When I trace the beginning of FOODSTORIE/s I realize it begins with my own.
I owe everything to my mother and father. A lot of people say it, but for me, it’s true. And the truth moves me -- especially when one starts to understand how the foundations of love are laid. Their passion for travel and their love for others were waiting for me.
I was born in Hollywood, California, and named after Wendy of Peter Pan. My mother believed in the idea of never growing up. At least, in the sense of never giving up the childlike curiosity that can be a close companion to a spirited, adventurous life.
My greatest memories of my parents were our family trips, meticulously planned to give my older sister and I a view of the world. My eyes were opened to the value of both the simple and the spectacular- my childhood home had a closet, that trip by trip, became filled to the brim with carousels of slides.
Road trips through the Black Forest of Germany with picnics on the side of the road. Dark breads and bright orange cheeses. Being whisked away by an aggressive shop-keeper in Tunis, Africa to be put in traditional robe and headdress giving my family a good laugh at my expense. The endearing and enduring image of my father on a speedboat in Venice, Italy racing towards us -- his hands in the air victorious after recovering our family luggage which had been lost for three days somewhere over the Atlantic - ( I was 10 years old).
I still remember how the carpet felt on my arms and the ache in my belly, from lying for hours on their bedroom floor -- maps and travel books all around me and my Dad -as we planned and plotted what might be next. So much of my imagination growing up lived in the next place we'd go... what weird food my parents would bribe us to try, what new faces to be able to study. I remember always looking boldly into the eyes of these new people - to see if I could find something familiar- challenging myself to try to make them smile. I especially recall always obsessing about what was behind all those locked doors we'd pass on tours of palaces, or in the corridors of small inns we'd stay in... Who had lived there? What lives had they lived? Always I wondered about the food maybe because I knew for sure we at least had that in common. How amazing, I always thought, that my little family could be sitting in the same place, sometimes the same tables that people had sat hundreds of years before. I still wonder about these things, and i'm still excited to learn the answers.... the grown woman with the "Peter Pan" in me- is still intact.

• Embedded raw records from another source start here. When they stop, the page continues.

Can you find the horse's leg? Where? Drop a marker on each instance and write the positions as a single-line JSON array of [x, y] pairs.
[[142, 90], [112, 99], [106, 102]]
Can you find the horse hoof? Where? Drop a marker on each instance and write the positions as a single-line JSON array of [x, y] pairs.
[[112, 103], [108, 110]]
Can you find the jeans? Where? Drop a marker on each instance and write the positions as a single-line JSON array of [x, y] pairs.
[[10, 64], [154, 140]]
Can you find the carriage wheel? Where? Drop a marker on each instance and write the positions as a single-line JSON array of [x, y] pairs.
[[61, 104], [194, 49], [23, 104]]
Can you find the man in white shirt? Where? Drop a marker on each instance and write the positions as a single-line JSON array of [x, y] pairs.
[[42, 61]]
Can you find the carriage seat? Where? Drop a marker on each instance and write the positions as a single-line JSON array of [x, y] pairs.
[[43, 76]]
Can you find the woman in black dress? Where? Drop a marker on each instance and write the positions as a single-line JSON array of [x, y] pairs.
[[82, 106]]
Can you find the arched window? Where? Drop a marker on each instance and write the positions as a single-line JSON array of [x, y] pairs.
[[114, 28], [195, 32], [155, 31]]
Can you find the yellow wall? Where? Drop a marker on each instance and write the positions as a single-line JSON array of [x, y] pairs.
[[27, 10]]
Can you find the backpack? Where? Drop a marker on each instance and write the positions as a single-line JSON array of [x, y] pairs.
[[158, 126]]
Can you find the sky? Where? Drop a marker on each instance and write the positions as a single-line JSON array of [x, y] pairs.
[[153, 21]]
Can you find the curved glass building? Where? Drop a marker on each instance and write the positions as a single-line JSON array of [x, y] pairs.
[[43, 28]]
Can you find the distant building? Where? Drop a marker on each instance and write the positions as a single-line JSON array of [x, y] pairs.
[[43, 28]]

When my parents passed away, within the same month of each other some years ago, my only thought was to travel far, far away and for as long as possible.
And so I did. And as a consequence, the beginning of this project in a more formal way began to take shape.
It can take time to realize how all of the pieces of life fit together. It's only recently that I realised that the impulse and passion pushing me has always been the same; beautiful tastes, beautiful words, beautiful sights, sunrises, sounds, beautifully tragic ruins still standing, the inspiration found in shared meals, shared stories on old family tables in newly discovered places. And, above all, the beautifully minded and spirited people sought out or found - the discovery of the smile. Of course there are the conflicts, and unearthed sorrows and all of the other things also found along the way, but those things I realize have often times been the deepest connectors. Allowing me not only to understand myself better, but often cultivating more deeply an empathy and sincere curiosity outside of oneself for others so often needed. These are the important things, the things that stand the test of time...the deepest kind of love we can find.
FOODSTORIE/s encompasses that foundation of love laid so long ago for me while I continue to seek the connections between things, record them and bring them here... all by the light of the sun and moon.